What Happens When A Person Has An Epiphany?

What Happens When A Person Has An Epiphany?

The entire industry of puzzle gaming is held up on the joy of problem-solving and the endorphin rush that is felt when a player suddenly figures it out. Science knows very little about that brief moment when we all just get it, and in a new study, researchers have attempted to gain some insight by watching people have epiphanies.

Source: Universal Pictures

A new study published yesterday in Proceedings of the National Academy of Sciences outlines how researchers at Ohio State University are attempting to learn more about “epiphany learning”. Most people could outline the broad strokes of how they arrived at an epiphany but that doesn’t really help us understand the millions of little things that lead to that aha moment. The Ohio State researchers are using a combination of eye-tracking and pupil dilation technology to gather objective data.

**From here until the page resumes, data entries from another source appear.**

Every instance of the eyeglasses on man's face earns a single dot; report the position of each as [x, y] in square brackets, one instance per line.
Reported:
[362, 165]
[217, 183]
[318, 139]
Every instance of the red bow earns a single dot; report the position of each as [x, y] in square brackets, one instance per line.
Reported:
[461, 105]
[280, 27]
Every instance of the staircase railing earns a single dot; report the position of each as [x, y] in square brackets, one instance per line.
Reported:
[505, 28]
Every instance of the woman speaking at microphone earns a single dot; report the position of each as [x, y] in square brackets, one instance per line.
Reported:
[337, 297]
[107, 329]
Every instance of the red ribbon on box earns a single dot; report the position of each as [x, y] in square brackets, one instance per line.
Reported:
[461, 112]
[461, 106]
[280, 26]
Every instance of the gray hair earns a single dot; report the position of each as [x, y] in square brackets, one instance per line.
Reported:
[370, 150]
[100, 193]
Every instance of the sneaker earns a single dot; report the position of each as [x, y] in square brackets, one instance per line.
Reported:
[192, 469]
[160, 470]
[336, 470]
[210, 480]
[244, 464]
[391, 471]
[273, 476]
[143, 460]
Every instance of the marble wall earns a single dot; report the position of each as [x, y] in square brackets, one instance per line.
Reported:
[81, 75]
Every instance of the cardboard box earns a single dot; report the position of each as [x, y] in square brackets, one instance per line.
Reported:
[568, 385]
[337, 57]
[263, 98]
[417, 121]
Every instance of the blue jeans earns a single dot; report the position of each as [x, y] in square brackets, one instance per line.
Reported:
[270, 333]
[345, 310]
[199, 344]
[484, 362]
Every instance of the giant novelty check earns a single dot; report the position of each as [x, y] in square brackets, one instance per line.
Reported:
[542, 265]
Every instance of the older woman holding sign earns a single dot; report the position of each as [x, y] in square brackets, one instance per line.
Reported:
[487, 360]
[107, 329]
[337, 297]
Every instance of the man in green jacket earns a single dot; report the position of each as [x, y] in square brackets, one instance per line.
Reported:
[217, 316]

I’ll let you know up front that the researchers did not come to a momentous epiphanic conclusion about the nature of epiphanies by the end of this one study. Baby steps. But that doesn’t mean their methodology and conclusions aren’t still interesting as hell.

Using a control group of 59 students, the scientists had their subjects play a game. It had to be kind of complicated so that there was something to work out. Basically, two subjects competed against one another by choosing one number from 11 options that were arranged in a circle. The winner was always the person who chose the lowest number, so zero would be the ideal pick.

The students went through 30 rounds, each time with a different opponent. On a turn, they would see the numbers and make a selection. At the end of the round, they would see their selection, their opponents selection, and the correct answer. They would then have the option to stick with that selection for the rest of the study. All the while, an eye-tracker was logging where they were looking while they worked out the problem. Those who chose zero in the midst of the game and decided to stick with it had most likely had their moment of realisation and the researchers could study those brief seconds before it occurred.

“There’s a sudden change in their behaviour. They are choosing other numbers and then all of a sudden they switch to choosing only zero,” co-author of the study Krajbich tells Science Daily. “That’s a hallmark of epiphany learning.”

The researchers found that 42 per cent of the students correctly committed to zero, 37 per cent committed to the wrong number, and 20 per cent never landed on an answer they were certain about.

What was different about the people who experienced an epiphany and correctly understood the puzzle? Primarily, they paid more attention to their own choices than their opponents. Krabjich says, “when your pupil dilates, we see that as evidence that you’re paying close attention and learning.” For the winners, their pupils would dilate as they studied the results after each round. They also spent more time looking at their choice and the correct choice whether they won or lost.

Those who realised zero was the best option also didn’t appear to gradually build up to that choice. Though they did look at zero more often than participants who selected the wrong number, they didn’t increasingly consider the commit button. There was just a moment that they knew, hit commit, and the pupil dilation vanished.

The immediate takeaway is kind of a life lesson from science: “It is better to think about a problem than to simply follow others,” Krajbich says. But there are bound to be more epiphanies as research into this subject continues.